Brightness and Distance Help (page 2)
Brightness and Distance
Have you ever heard that stars are “distant suns”? This is true, but it does not tell the whole story. There are plenty of stars that resemble our Sun, but many are larger or smaller, brighter or dimmer, or hotter or cooler. Some stars radiate more energy at shorter wavelengths than does our Sun; other stars favor the longer wavelengths. Stars are as diverse as snowflakes.

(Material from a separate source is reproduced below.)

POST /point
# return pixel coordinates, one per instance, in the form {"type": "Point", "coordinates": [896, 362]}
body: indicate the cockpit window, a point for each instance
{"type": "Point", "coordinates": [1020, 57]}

Have you ever been told that interstellar space is a “vacuum”? This is true in a relative sense. We could not breathe in space without special equipment, and the pressure is low enough to be considered a vacuum by most laboratory technicians on Earth. However, interstellar space contains matter. We can see some of it directly, whereas other space matter is visible only because it blocks light from stars behind it.
How Bright? How Distant?
You’ve learned about visual magnitudes of objects in the sky. A difference of one magnitude is the equivalent of a brightness change of 250 percent, that is, 2½ times. As the brightness increases, the magnitude number goes down. However, when you look at a dim star in the sky and then you look at a much brighter one, how do you know which of the two really emits more light? After all, if Star X is 2½ times brighter than Star Y but is only 1/100 as far away, Star Y is more brilliant in an absolute sense.
Absolute Visual Magnitude
The observed magnitude of a star or other celestial object is called its apparent visual magnitude , or simply the apparent magnitude . The actual brightness is called the absolute visual magnitude , or simply the absolute magnitude . Absolute versus apparent: Things are not always as they appear. By definition, the absolute magnitude of a star is the apparent magnitude we would give it if it were 3.09 × 10 14 km (1.92 × 10 14 mi) away. This is the distance that light travels in 32.6 years. By Earthly standards, or even when measured against the scale of the Solar System, this is a huge distance. Compared with the size of the Milky Way, though, it is not far at all. Compared with the size of the known Universe, it is microscopic.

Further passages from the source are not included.